TED

INSIDE OUT PROJECT by Richard

JR exhibits freely in the streets of the world, catching the attention of people who are not typical museum visitors. In 2006, he created Portrait of a Generation, portraits of suburban "thugs" that he posted, in huge formats, in the bourgeois districts of Paris. This illegal project became "official" when the Paris City Hall wrapped its building with JR’s photos. In 2007, with Marco, he made Face 2 Face, the biggest illegal exhibition ever.
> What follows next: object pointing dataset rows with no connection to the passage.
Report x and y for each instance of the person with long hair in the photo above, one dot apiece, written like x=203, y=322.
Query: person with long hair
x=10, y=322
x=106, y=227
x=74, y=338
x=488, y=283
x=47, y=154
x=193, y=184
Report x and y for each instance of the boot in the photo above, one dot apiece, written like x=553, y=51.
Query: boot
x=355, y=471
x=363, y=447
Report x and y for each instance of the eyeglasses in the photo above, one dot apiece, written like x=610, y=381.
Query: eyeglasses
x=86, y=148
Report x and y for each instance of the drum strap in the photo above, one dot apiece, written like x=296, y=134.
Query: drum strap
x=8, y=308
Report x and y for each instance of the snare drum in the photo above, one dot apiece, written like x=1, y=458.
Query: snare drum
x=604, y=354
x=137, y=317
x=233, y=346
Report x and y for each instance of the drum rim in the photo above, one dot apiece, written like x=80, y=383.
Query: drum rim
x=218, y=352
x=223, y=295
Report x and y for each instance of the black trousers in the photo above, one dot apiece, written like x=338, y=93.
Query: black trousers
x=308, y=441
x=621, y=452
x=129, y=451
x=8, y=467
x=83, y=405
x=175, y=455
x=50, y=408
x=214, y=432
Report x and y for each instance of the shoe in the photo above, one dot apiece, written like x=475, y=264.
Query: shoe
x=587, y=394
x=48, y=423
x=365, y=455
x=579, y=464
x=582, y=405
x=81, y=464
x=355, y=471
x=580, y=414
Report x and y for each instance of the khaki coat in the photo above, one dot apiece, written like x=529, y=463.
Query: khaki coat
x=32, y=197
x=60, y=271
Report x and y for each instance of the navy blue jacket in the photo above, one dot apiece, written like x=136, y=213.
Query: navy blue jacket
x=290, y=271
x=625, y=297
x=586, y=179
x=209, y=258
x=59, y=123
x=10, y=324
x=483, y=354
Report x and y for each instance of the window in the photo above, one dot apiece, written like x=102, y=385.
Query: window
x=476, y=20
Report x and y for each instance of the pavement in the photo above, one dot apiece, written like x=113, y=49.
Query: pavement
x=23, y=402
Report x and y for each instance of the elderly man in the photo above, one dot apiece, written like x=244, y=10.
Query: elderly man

JR posted huge portraits of Israelis and Palestinians face to face in eight Palestinian and Israeli cities. 

In 2008, he embarked on a long international trip for Women Are Heroes, in which he underlines the dignity of women who are often the targets of conflicts, and created The Wrinkles of the City. In 2010, his film Women Are Heroes was presented at Cannes. 

In 2011 he received the TED Prize, after which he created Inside Out, an international participatory art project that allows people worldwide to get their picture taken and paste it to support an idea and share their experience - as of December 2012, over 120,000 people from more than 108 countries have participated.

The INSIDE OUT project has traveled from Ecuador to Nepal, from Mexico to Palestine, inspiring group actions on varied themes such as hope, diversity, gender-based violence, climate change.

​I participated in one of JR's projects a few years ago with a picture of my daughter, that ended up on a house in a favela outside Rio :)

School in the Cloud by Richard

Our education system was constructed hundreds of years ago, and educators made some assumptions based on the technology that was available. 

Some years ago did Dr. Sugata Mitra an odd experiment. He placed a PC inside a wall behind a plastic shield in a New Dehli slum. Connected to the internet with a mouse, Mitra simply powered it up and left it behind. “I left it to the wolves, knowing that it would be smashed, opened up and and sold,” Mitra says. “I left it, just to see what would happen.”

When Mitra came back after 2 months he found the kids playing games and browsing the Internet. One kid sauntered up to Mitra and said, “We could use a better mouse and a faster processor.” And there was a small complaint. “You’ve given us a machine that only works in English, so we had to teach ourselves English.”

What Mitra envisions are “schools in the cloud,” classes of 24 students in actual brick-and-mortar spaces managed in person by his volunteer grannies. The grannies ask the questions, offer the encouragement, everything else happens remotely, the lights, heating, and locks are all manipulated via the cloud.

But still access to technology is a huge limitation, we don't need to get an iPad for every child. It could be a $200 refurbished PC for every 6 kids.

Apple announced last Thursday that more than 1 billion items have been downloaded from Apple's online educational catalog, iTunes U. Approximately 1 200 universities; including Yale, MIT and Oxford host more than 2 500 public courses between them.

Or like Salman Khan who is the founder of Khan Academy, a not-for-profit that hosts more than 3 800 free educational videos online.

Today I follow a workshop from Stanford University on my iPad and a course from MIT Media Lab via videoconferencing…

Dr. Sugata Mitra is the winner of this year’s $1 million TED Prize.